Gough Julian
Unite de Bioinformatique Structurale, Institut Pasteur, 25-28 Rue du Docteur Roux, 75724 Paris Cedex 15, Paris, France.
Nucleic Acids Res. 2006 Jul 28;34(13):3625-33. doi: 10.1093/nar/gkl484. Print 2006.
Many classification schemes for proteins and domains are either hierarchical or semi-hierarchical yet most databases, especially those offering genome-wide analysis, only provide assignments to sequences at one level of their hierarchy. Given an established hierarchy, the problem of assigning new sequences to lower levels of that existing hierarchy is less hard (but no less important) than the initial top level assignment which requires the detection of the most distant relationships. A solution to this problem is described here in the form of a new procedure which can be thought of as a hybrid between pairwise and profile methods. The hybrid method is a general procedure that can be applied to any pre-defined hierarchy, at any level, including in principle multiple sub-levels. It has been tested on the SCOP classification via the SUPERFAMILY database and performs significantly better than either pairwise or profile methods alone. Perhaps the greatest advantage of the hybrid method over other possible approaches to the problem is that within the framework of an existing profile library, the assignments are fully automatic and come at almost no additional computational cost. Hence it has already been applied at the SCOP family level to all genomes in the SUPERFAMILY database, providing a wealth of new data to the biological and bioinformatics communities.
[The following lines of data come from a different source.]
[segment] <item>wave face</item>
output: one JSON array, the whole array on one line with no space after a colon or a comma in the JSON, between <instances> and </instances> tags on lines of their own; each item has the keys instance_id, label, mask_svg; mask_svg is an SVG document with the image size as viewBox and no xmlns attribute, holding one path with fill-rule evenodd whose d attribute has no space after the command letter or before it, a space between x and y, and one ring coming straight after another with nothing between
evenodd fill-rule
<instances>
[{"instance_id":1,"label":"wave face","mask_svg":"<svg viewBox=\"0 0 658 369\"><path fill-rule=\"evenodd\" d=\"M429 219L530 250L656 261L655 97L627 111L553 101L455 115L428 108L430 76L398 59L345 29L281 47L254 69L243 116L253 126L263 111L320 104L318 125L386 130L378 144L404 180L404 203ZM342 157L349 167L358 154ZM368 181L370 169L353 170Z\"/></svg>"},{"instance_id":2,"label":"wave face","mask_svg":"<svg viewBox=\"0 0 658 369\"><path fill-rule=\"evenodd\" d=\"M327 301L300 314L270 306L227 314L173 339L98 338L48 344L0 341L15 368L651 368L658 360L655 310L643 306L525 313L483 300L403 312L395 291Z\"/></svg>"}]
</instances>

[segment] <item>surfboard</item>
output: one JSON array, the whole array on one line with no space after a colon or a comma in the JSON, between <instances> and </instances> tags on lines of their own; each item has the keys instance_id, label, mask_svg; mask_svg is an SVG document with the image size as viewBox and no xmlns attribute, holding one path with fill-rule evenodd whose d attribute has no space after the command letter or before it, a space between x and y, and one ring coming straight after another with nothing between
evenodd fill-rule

许多针对蛋白质和结构域的分类方案要么是层次型的,要么是半层次型的,但大多数数据库,尤其是那些提供全基因组分析的数据库,只在其层次结构的一个级别上提供序列的分类。给定一个既定的层次结构,将新序列分配到该现有层次结构的较低级别这个问题,比起需要检测最远距离关系的初始顶级分配来说,难度要小一些(但同样重要)。本文描述了一种解决这个问题的方法,它采用了一种新程序的形式,可以看作是成对方法和profile方法的混合。这种混合方法是一种通用程序,可以应用于任何预定义的层次结构的任何级别,原则上包括多个子级别。它已经通过SUPERFAMILY数据库在SCOP分类上进行了测试,并且比单独的成对方法或profile方法表现得要好得多。与解决这个问题的其他可能方法相比,混合方法最大的优势可能在于,在现有profile库的框架内,分类是完全自动的,而且几乎不需要额外的计算成本。因此,它已经在SUPERFAMILY数据库中应用于SCOP家族级别下的所有基因组,为生物学和生物信息学领域提供了大量新数据。